Critique
Titre original : Bride Wars
Meilleures ennemies
Meilleures ennemies, en 2009, transforme un double mariage contrarié en guerre de prestige amical entre Kate Hudson et Anne Hathaway, épaulées par Chris Pratt, Candice Bergen et Kristen Johnston. Le film a subi le traitement classique réservé aux comédies féminines qui osent être acides : on les taxe de futilité comme si la rivalité sociale n’était pas un sujet noble dès lors qu’elle implique des fleurs, des robes et une salle de réception.

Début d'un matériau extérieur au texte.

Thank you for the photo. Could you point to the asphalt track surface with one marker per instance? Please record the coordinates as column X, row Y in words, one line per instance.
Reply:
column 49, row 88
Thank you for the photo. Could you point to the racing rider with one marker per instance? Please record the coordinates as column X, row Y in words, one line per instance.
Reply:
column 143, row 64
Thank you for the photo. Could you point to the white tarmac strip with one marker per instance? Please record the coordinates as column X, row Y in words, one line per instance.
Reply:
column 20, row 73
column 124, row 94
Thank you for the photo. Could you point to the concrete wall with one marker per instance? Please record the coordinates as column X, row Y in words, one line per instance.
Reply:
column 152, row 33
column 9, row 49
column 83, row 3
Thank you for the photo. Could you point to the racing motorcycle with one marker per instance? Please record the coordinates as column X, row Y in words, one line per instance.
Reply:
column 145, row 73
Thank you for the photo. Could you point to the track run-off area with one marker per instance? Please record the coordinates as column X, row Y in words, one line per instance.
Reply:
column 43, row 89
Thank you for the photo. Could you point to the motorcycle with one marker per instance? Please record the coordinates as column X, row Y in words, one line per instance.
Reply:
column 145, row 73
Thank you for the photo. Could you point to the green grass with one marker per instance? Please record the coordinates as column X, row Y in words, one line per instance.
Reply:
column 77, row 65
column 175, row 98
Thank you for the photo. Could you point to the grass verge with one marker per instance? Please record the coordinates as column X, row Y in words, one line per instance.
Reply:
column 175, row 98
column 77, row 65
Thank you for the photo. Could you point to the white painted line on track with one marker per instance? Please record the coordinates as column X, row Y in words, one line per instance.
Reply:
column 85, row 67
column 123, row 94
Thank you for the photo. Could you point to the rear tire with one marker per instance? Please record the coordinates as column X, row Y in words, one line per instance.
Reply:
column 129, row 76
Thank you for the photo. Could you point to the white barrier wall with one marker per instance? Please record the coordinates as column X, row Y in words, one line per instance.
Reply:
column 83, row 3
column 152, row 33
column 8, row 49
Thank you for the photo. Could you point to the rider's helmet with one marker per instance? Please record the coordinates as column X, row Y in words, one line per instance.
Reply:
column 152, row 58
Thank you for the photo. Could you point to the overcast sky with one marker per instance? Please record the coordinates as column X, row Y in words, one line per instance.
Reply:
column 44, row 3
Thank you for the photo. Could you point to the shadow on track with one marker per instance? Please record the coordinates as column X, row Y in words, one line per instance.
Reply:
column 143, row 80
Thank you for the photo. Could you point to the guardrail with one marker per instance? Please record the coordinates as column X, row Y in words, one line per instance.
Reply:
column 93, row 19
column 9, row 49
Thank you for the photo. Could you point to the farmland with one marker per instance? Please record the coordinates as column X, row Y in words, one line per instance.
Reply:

Hudson et Hathaway, précisément parce qu’elles jouent contre l’image de la meilleure amie idéale, donnent au film une méchanceté assez saine ; Gary Winick, réalisateur de 13 Going on 30, comprend que la comédie de mariage est surtout un terrain de massacre poli.
L’année 2009 est marquée par l’arrivée mondiale de la grippe H1N1, qui fait ressurgir peurs de contamination, gestes barrières et psychoses domestiques. Bride Wars, à sa façon, parle aussi de contamination : celle du ressentiment dans les relations les plus codifiées socialement. Le parallèle est absurde, mais il fonctionne mieux qu’il ne devrait.
Le film n’a rien d’un manifeste, et c’est tant mieux. Il se contente d’observer comment des conventions supposées heureuses deviennent des machines de classement, de compétition et de jalousie. Sous ses couleurs de magazine glacé, il est moins niais que beaucoup de ses détracteurs, et surtout plus cruel. Cela mérite une petite réhabilitation.
🎬 Le saviez-vous ?
un bouquet d’essai aurait été renvoyé de la décoration après avoir pris parti trop bruyamment pour Anne Hathaway dans une dispute de loge.